The second part of the series excoriated the American news media, including The New York Times, for failing to anticipate and explain Mr. Trump’s rise, especially among blue-collar voters.
“It’s difficult for such a media to reflect the realities of America,” read one commentary in that issue. “How much it can contribute to the development of American democracy is also doubtful.”
The latest in the series argued that Mr. Trump’s policies would take the United States’ already dangerous budget deficit to even more perilous heights.
“It will be hard to avoid a snowballing increase in debt levels,” one of the articles said. “Without doubt, the American government’s debt situation is unsustainable.”
There is some irony in all this — not least, in a heavily censored party-run paper that faithfully echoes official views scolding the American news media for failing to take on the powerful.

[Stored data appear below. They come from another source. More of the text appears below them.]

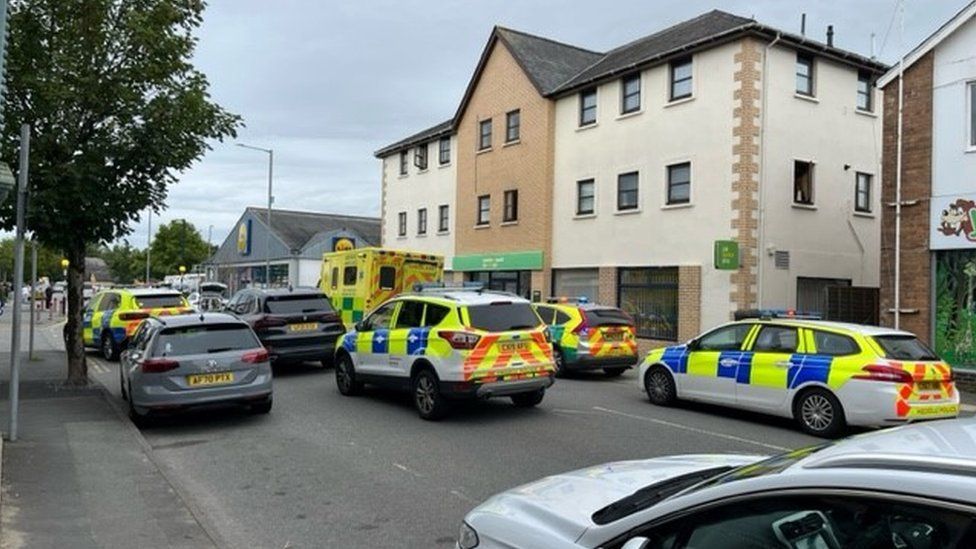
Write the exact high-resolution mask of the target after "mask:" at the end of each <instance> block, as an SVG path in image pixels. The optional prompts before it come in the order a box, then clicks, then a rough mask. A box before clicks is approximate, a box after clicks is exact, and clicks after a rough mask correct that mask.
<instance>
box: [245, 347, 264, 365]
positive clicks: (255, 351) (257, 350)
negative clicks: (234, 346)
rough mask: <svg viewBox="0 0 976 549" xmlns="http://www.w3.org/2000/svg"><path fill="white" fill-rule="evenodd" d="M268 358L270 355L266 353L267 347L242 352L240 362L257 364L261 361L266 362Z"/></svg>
mask: <svg viewBox="0 0 976 549" xmlns="http://www.w3.org/2000/svg"><path fill="white" fill-rule="evenodd" d="M269 358H270V356H269V355H268V350H267V349H255V350H253V351H248V352H246V353H244V356H242V357H241V362H246V363H248V364H258V363H261V362H267V361H268V359H269Z"/></svg>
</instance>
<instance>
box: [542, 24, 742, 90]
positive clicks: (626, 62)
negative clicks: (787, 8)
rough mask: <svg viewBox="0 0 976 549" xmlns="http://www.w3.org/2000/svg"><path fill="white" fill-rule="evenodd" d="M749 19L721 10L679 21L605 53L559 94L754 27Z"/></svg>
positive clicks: (572, 78) (560, 86)
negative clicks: (686, 49)
mask: <svg viewBox="0 0 976 549" xmlns="http://www.w3.org/2000/svg"><path fill="white" fill-rule="evenodd" d="M754 22H755V21H754V20H752V19H747V18H745V17H739V16H738V15H732V14H731V13H725V12H724V11H720V10H712V11H710V12H708V13H704V14H702V15H699V16H698V17H695V18H693V19H689V20H687V21H682V22H681V23H678V24H677V25H673V26H671V27H668V28H666V29H664V30H662V31H658V32H656V33H654V34H651V35H649V36H645V37H644V38H639V39H637V40H634V41H633V42H630V43H628V44H624V45H623V46H620V47H618V48H614V49H613V50H611V51H609V52H607V54H606V55H604V56H603V58H602V59H600V60H599V61H598V62H596V63H593V64H592V65H590V66H589V67H587V68H586V69H585V70H583V71H581V72H579V73H577V74H576V75H575V76H573V77H572V79H567V80H564V81H563V82H562V85H561V86H559V91H562V90H566V89H571V88H577V87H579V86H582V85H585V84H588V83H590V82H593V81H596V80H599V79H600V78H602V77H606V76H610V75H613V74H618V73H620V72H623V71H627V70H630V69H632V68H634V67H636V66H638V65H640V64H642V63H644V62H647V61H650V60H652V59H654V58H655V57H658V56H660V55H662V54H667V53H669V52H678V51H680V50H682V49H683V48H685V47H687V46H689V45H691V44H695V43H697V42H700V41H701V40H703V39H706V38H711V37H714V36H716V35H720V34H723V33H726V32H729V31H732V30H735V29H738V28H741V27H744V26H745V25H749V24H750V23H754Z"/></svg>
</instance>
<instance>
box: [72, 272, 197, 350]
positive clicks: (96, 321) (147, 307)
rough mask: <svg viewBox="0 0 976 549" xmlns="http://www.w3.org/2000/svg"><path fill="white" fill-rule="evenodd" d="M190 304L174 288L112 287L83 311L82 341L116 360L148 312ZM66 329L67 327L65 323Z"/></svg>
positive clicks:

China’s own problems with debt have also raised alarm with investors, and Mr. Xi’s crackdown on official corruption has revealed levels of plunder that have no equivalent in Washington. And while Chinese politicians like to criticize the United States, they also often send their children there to study. Mr. Xi’s own daughter, for example, attended Harvard.
How long and intensely the criticism persists will depend on Mr. Trump’s policies after he takes office, said Qiao Mu, a liberal commentator and researcher at Beijing Foreign Studies University.
“They always have two faces. One is talking up the friendship between China and the United States, but there is also the criticism and suspicion of America and its political system,” Mr. Qiao said. “When a leader is preparing to visit, there’ll always be upbeat reports.”